In a statement, Cook County Board President Toni Preckwinkle said the county would move to appeal the temporary restraining order and “aggressively defend” the tax.
“Revenue from the tax is critical to both balancing our FY2017 budget and development of our FY2018 budget,” Preckwinkle said in the statement. “As a result of the injunction and its timing, I have asked my Finance Department to look at all options to compensate for the revenue that would have been generated by the tax. Because we are now more than halfway into our fiscal year, we must immediately look at holdbacks, efficiencies and – because 87 percent of General Fund expenditures are personnel-related -- a substantial number of position reductions each month that collection of the tax is delayed.”
The tax has been the subject of intense debate after groups led by IRMA failed to repeal it on the County Board.

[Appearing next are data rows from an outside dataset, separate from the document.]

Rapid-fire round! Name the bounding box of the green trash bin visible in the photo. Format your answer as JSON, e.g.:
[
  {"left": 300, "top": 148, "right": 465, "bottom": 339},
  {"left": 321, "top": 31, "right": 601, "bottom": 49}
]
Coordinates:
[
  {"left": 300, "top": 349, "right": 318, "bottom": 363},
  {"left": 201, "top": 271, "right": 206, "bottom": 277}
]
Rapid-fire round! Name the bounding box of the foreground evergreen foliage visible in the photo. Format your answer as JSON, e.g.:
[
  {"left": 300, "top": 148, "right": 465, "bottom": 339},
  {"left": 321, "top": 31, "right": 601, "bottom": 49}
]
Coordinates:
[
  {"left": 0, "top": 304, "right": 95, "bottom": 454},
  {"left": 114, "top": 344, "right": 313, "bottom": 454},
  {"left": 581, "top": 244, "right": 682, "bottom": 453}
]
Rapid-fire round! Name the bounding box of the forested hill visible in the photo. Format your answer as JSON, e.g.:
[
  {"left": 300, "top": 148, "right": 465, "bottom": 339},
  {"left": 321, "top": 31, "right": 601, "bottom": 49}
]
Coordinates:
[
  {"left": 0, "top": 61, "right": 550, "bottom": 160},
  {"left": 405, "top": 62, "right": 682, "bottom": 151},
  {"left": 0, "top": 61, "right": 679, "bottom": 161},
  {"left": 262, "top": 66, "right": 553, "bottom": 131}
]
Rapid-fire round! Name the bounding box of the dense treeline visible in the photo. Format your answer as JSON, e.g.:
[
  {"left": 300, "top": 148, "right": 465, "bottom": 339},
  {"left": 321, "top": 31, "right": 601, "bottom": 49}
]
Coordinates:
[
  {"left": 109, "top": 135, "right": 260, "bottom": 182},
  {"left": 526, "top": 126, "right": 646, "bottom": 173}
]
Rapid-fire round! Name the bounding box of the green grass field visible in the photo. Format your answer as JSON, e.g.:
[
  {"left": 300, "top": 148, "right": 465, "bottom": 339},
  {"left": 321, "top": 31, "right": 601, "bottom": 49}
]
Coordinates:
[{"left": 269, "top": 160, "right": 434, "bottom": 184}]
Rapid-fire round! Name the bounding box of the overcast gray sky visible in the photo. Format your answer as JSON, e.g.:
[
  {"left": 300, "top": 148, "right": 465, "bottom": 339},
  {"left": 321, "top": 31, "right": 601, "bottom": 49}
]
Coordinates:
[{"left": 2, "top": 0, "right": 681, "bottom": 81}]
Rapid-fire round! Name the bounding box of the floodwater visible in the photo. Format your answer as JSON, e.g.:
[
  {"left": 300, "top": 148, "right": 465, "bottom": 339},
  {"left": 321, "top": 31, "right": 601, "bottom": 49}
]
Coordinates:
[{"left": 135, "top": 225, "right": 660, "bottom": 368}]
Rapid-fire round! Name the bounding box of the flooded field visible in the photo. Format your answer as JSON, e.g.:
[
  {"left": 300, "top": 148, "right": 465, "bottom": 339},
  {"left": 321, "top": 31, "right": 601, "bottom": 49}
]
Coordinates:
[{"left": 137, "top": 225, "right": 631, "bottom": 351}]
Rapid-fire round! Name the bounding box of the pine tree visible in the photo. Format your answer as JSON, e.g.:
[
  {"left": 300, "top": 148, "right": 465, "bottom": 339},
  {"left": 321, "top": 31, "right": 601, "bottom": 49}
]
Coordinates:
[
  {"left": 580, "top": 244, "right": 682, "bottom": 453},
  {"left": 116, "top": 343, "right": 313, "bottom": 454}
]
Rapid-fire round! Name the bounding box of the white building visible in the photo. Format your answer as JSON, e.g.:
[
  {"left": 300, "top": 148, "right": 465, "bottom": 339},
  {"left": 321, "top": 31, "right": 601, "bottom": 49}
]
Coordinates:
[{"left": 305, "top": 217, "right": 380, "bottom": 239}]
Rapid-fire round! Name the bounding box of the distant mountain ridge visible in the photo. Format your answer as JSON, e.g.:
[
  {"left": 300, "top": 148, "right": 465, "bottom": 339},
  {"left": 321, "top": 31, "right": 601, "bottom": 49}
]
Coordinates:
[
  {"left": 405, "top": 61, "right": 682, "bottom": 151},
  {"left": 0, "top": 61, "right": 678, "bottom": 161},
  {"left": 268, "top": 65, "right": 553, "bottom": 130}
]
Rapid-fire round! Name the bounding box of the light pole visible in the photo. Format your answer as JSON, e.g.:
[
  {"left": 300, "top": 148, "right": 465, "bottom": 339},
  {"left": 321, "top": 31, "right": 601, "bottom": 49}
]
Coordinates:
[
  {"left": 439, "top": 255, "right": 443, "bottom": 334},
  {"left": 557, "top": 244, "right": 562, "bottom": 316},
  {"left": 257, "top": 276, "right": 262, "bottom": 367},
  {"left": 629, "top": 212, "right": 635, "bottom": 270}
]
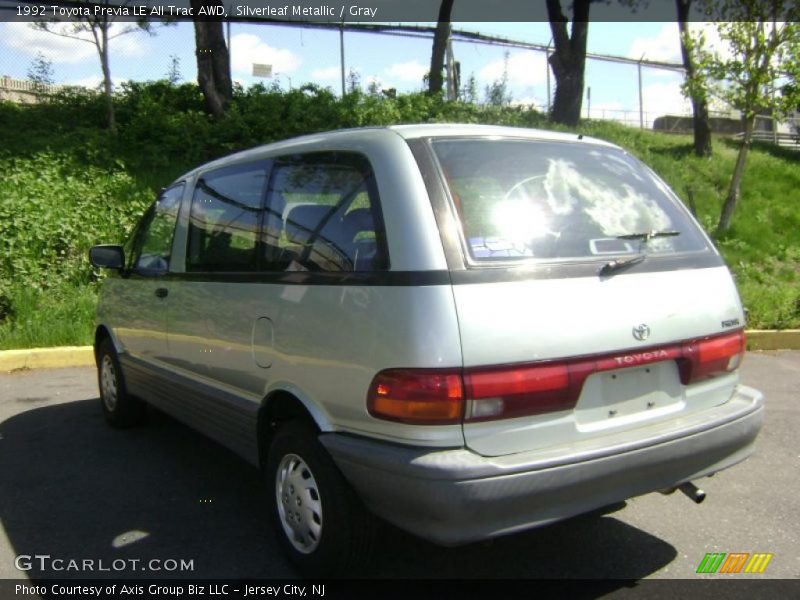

“We think this tax violates the uniformity clause of the Illinois Constitution, which says you have to tax like things alike, and what they’re doing is taxing like things differently,” said Tanya Triche Dawood, vice president and general counsel for the Illinois Retail Merchants Association.
“If you buy a sweetened coffee that’s bottled, that’s taxed. But if I go to the counter and order an iced coffee that’s identical, it’s not taxed,” she added. “So the county is not treating like things alike. There’s no reason to treat them differently. Our understanding of the law is that it’s unconstitutional.”
These days, a 2-liter bottle of soda costs about $1. If the new tax had gone into effect as planned Saturday, that price would have jumped to $1.68.
Proponents of the tax argue that it will promote healthier habits. “We know that drinking soda is associated with heart disease, diabetes, obesity and some cancers,” said Elissa Bassler, CEO of the Illinois Public Health Institute.
“This is a public health intervention. It helps steer people towards healthier drinks like water and unsweetened drinks,” added Bassler. “The tax acts as funding for public health and investing in the health care needs of the county, as well as the safety needs. As public health increases, it lowers county health care costs.”
The IPHI said it was “disappointed” in Kubasiak’s ruling Friday, but sees it as a “temporary setback.”
“We are confident that the sweetened beverage tax will soon be implemented and our communities will experience the health benefits that come from drinking less sugar,” read a joint statement from the Illinois Public Health Institute and the Illinois Alliance to Prevent Obesity.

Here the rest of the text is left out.